3. Aux termes de l'article 890 du code des impôts de la Nouvelle-Calédonie : " Le cahier des charges, approuvé par le conseil municipal de la commune d'implantation d'un établissement de jeux de hasard régulièrement autorisé, peut comporter une clause instituant au profit de ladite commune un prélèvement sur le produit des jeux au maximum égal à 10 % de la même base que le prélèvement opéré au profit de la Nouvelle-Calédonie avec abattement à la base de 30 %. Le prélèvement est liquidé et contrôlé, sur une déclaration fournie et certifiée par l'administration fiscale, selon les mêmes procédures que la taxe territoriale.
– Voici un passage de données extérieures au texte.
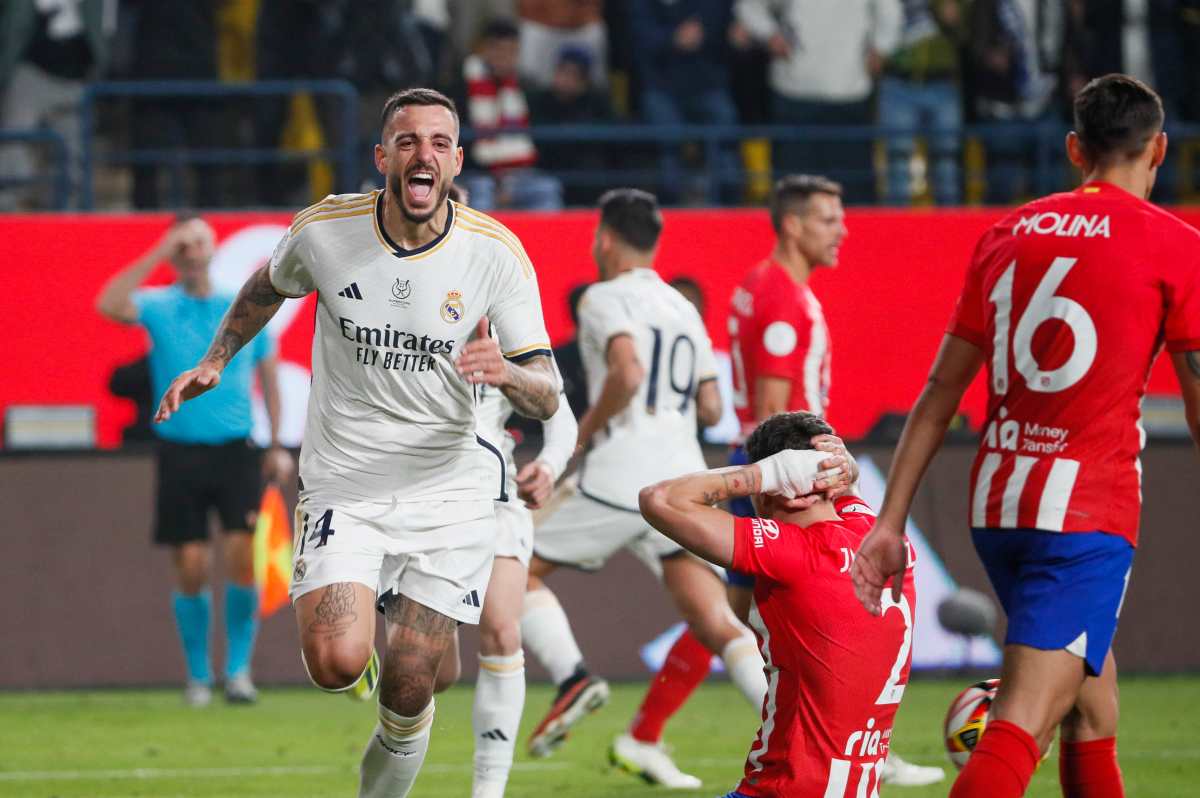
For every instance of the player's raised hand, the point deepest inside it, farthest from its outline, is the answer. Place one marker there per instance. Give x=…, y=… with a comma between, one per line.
x=840, y=484
x=793, y=472
x=535, y=483
x=480, y=360
x=187, y=385
x=882, y=556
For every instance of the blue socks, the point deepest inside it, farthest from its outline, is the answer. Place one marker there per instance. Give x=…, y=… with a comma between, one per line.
x=241, y=624
x=192, y=615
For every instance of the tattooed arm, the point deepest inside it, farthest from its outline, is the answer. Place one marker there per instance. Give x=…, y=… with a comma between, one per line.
x=256, y=304
x=532, y=387
x=682, y=509
x=1187, y=369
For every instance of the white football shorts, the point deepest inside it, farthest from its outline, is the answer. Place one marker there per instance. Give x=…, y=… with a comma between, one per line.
x=583, y=533
x=437, y=553
x=514, y=527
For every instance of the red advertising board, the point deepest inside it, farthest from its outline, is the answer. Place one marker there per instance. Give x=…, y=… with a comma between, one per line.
x=887, y=303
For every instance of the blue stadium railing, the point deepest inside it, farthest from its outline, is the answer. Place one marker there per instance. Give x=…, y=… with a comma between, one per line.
x=631, y=154
x=345, y=155
x=59, y=177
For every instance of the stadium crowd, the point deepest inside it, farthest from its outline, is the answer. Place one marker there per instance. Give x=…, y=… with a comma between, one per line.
x=921, y=70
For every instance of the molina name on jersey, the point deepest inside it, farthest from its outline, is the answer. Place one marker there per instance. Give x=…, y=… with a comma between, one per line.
x=389, y=417
x=1071, y=298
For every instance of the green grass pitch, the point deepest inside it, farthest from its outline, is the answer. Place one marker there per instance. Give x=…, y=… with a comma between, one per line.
x=299, y=742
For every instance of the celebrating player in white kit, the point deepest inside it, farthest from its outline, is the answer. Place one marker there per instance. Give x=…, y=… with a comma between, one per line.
x=396, y=486
x=651, y=373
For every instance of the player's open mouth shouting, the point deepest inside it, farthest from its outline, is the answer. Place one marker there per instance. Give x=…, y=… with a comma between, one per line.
x=419, y=185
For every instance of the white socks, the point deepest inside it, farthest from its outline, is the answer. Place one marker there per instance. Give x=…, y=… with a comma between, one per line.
x=395, y=754
x=496, y=720
x=743, y=663
x=546, y=634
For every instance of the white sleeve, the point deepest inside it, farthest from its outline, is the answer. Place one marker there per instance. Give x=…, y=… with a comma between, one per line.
x=516, y=309
x=559, y=435
x=287, y=270
x=603, y=317
x=757, y=18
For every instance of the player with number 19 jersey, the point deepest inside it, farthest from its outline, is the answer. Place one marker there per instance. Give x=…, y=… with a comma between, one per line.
x=654, y=437
x=1071, y=298
x=834, y=673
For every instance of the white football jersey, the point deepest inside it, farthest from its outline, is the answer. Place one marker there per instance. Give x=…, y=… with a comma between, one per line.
x=389, y=417
x=654, y=437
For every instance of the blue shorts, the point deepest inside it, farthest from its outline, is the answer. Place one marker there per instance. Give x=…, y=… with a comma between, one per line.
x=1059, y=591
x=742, y=508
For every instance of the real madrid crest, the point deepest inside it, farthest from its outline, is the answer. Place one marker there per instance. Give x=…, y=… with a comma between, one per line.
x=453, y=309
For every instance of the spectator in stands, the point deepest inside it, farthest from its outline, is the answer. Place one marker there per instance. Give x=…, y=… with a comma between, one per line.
x=919, y=93
x=432, y=19
x=547, y=27
x=497, y=109
x=47, y=53
x=1014, y=48
x=681, y=48
x=826, y=55
x=573, y=100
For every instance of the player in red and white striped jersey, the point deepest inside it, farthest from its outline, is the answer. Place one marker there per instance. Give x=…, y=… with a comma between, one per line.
x=1067, y=301
x=834, y=673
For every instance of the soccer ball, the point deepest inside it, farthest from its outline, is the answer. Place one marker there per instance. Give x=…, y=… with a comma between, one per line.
x=966, y=719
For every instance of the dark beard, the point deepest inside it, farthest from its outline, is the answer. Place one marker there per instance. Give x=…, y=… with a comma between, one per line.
x=396, y=186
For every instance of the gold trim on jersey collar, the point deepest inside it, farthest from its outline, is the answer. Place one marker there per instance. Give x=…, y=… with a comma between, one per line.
x=403, y=253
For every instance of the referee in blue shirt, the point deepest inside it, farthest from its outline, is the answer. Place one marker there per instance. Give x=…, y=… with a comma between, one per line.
x=205, y=459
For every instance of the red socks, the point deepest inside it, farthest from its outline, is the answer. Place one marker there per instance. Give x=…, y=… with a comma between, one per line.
x=1090, y=769
x=1001, y=765
x=687, y=665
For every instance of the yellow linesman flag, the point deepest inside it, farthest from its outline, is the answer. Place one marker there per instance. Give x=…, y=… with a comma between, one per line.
x=273, y=552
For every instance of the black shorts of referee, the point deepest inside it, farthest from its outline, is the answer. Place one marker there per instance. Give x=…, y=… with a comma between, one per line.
x=195, y=479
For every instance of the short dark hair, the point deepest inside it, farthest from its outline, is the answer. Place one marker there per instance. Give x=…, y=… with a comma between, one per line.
x=1116, y=117
x=406, y=97
x=501, y=28
x=633, y=215
x=573, y=301
x=785, y=431
x=791, y=195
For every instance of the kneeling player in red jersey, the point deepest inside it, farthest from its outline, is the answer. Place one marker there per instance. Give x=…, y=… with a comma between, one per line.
x=1067, y=300
x=834, y=673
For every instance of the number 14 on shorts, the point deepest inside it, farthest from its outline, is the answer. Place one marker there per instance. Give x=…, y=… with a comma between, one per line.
x=322, y=529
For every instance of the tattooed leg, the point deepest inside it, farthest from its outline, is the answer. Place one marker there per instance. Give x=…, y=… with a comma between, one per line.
x=336, y=633
x=417, y=640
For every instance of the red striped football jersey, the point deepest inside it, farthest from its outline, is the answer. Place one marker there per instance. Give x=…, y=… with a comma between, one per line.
x=778, y=329
x=835, y=673
x=1071, y=298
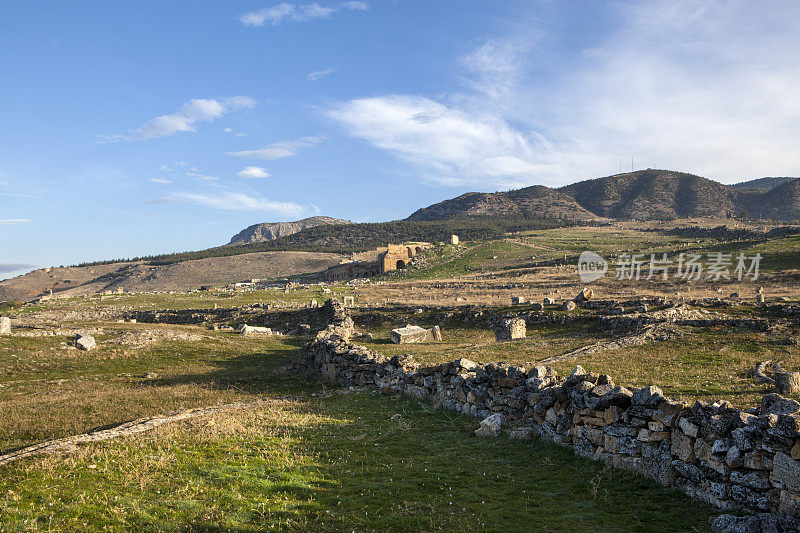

Il est recouvré par le comptable de la commune ".

4. Le prélèvement de 10 % auquel la société requérante a été soumise a été assis sur le produit brut des jeux avec un abattement forfaitaire à la base de 30 %. La société requérante fait valoir que, contrairement à ce qu'ont estimé les premiers juges, les impositions litigieuses procèdent de cahiers des charges aux termes desquels " le Casino verse à la commune un prélèvement sur le produit des jeux égal à 10% ayant la même base que le prélèvement opéré au profit du Territoire avec abattement à la base de 30 % ". Elle en déduit que le prélèvement, aux termes même des cahiers des charges, ne peut être égal à 10 % du produit brut des jeux, diminué d'un abattement au taux de 30 %, mais doit être établi sur la base du produit net des jeux avec abattement à la base de 30 %. Elle fait également valoir que l'établissement du prélèvement en cause sur la base du produit brut avec un abattement de 30 % est en tout état de cause contraire aux dispositions précitées de l'article 890 du code des impôts de la Nouvelle-Calédonie qui instituerait, au profit de la commune, un prélèvement sur le produit net des jeux.

5. Il résulte des dispositions de l'article 890 du code des impôts de la Nouvelle-Calédonie, éclairées par les travaux préparatoires de la délibération n° 91/CP du congrès du territoire du 20 septembre 1996 dont elles sont issues, que le prélèvement sur le produit des jeux dont s'agit était celui précédemment institué par les cahiers des charges autorisant l'exploitation d'établissement de jeux, lesquels prévoyaient un prélèvement de 10 % sur le produit brut avec un abattement de 30 %, ainsi que par la délibération n° 26/CP du congrès du territoire du

23 juillet 1985, laquelle prévoyait un prélèvement de 7 % sur le produit brut. Si la société requérante fait valoir que la base à retenir pour l'établissement de ce prélèvement est le produit net de l'activité, le prélèvement opéré au profit de la Nouvelle-Calédonie étant établi sur les produits nets ainsi qu'il résulte des dispositions des articles 626 et 647 du code des impôts, une telle argumentation est dépourvue de portée dès lors que les dispositions de l'article 890 du code des impôts prévoient l'application d'un abattement forfaitaire de 30 % représentatif de charges. De la même manière, et contrairement à ce qui est soutenu, les cahiers des charges dont se prévaut la société doivent être regardés comme prévoyant effectivement un prélèvement sur le produit brut des jeux, les charges étant prises en compte, pour leur part, par le biais de l'abattement forfaitaire de 30 %. Par suite, les moyens tirés de ce que les cahiers des charges prévoient un prélèvement sur le produit net des jeux avec un abattement de 30 % et de ce que le prélèvement auquel la société requérante a été soumis ne serait pas conforme aux dispositions de l'article 890 du code des impôts de Nouvelle-Calédonie issues de la délibération n° 91/CP du

20 septembre 1996 ne peuvent qu'être écartés, sans que la société requérante puisse utilement invoquer les modifications apportées à la législation par une loi postérieure aux années d'imposition.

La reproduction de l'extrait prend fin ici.